The Maryland Cancer Registry was established to count the number of cancer cases diagnosed in Maryland residents. In Maryland if a person is diagnosed with a reportable cancer, state law requires hospitals, labs, and physicians to report cases to the Maryland Cancer Registry. It is through this reporting that Maryland can monitor the occurrence of new cancers among its residents and the trends with time. Assessment of behavioral risk factors and various health services correlated with increased or decreased risk of cancer enables Maryland to evaluate cancer prevention. Maryland’s colorectal cancer rates have declined as screening has increased; lung cancer has declined as smoking rates have decreased. Assessment of stage at diagnosis in addition to the age-adjusted rates may enable Maryland to evaluate the effectiveness of prevention and screening programs: Maryland has seen an increase in early stage colorectal cancer and a decrease in regional cancer diagnoses at a time when screening increased.

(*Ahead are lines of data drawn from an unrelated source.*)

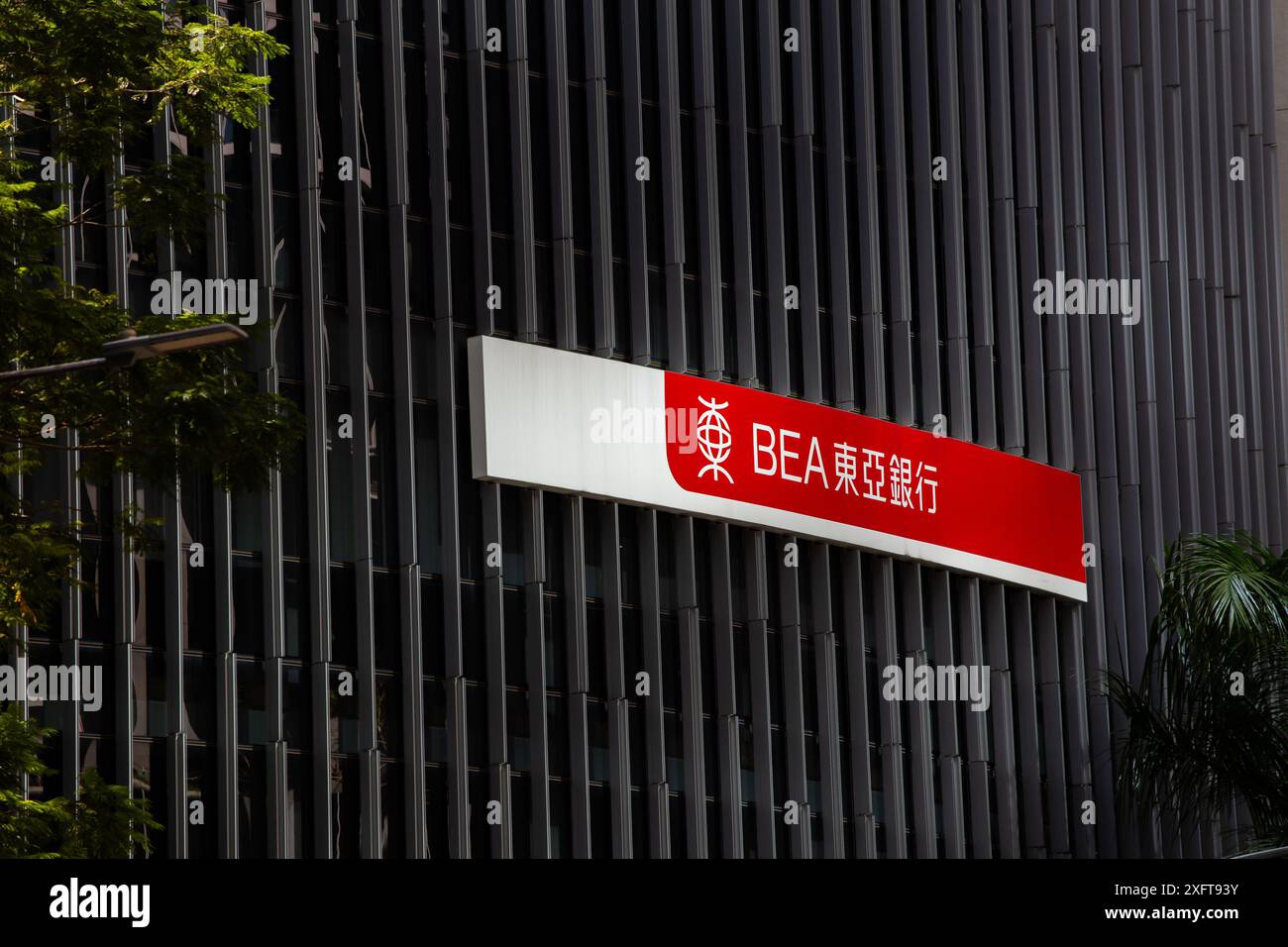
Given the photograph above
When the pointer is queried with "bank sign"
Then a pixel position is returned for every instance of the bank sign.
(558, 420)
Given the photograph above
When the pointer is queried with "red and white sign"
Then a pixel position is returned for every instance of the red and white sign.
(558, 420)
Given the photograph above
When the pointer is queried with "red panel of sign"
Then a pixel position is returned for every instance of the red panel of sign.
(836, 466)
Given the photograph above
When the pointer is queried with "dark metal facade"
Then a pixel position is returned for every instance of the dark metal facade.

Another indicator of progress is the elimination of racial disparities in cancer incidence. Cancer incidence among African Americans was higher than whites in the Maryland. This disparities gap is closing in Maryland and rates have been about equal for the past three years (2004-2006). As to the gender gap, during the period 2002 to 2006, females have a higher rate of cancer incidence from ages 35—55; after age 55, men have the higher age-specific cancer incidence rates. However, because women live longer than men, the absolute number of cancer cases in women is higher than in men although their rate is lower.
Possible Directions
The Maryland Cancer Registry will continue to monitor cancer incidence over time for all cancer sites, population subgroups, including geographic areas of the state, and will examine changes in cancer stage at the time of diagnosis. In the future Maryland’s progress to reduce cancer deaths may depend on primary prevention, lowered incidence, and effective treatment.
Future Research Opportunities
Future Evaluation Opportunities:
The Maryland Cancer Registry will continue to monitor Maryland’s standing among other states. Its cancer prevention programs will seek to continue monitor their effectiveness by looking at rates and racial disparities in cancer incidence and mortality.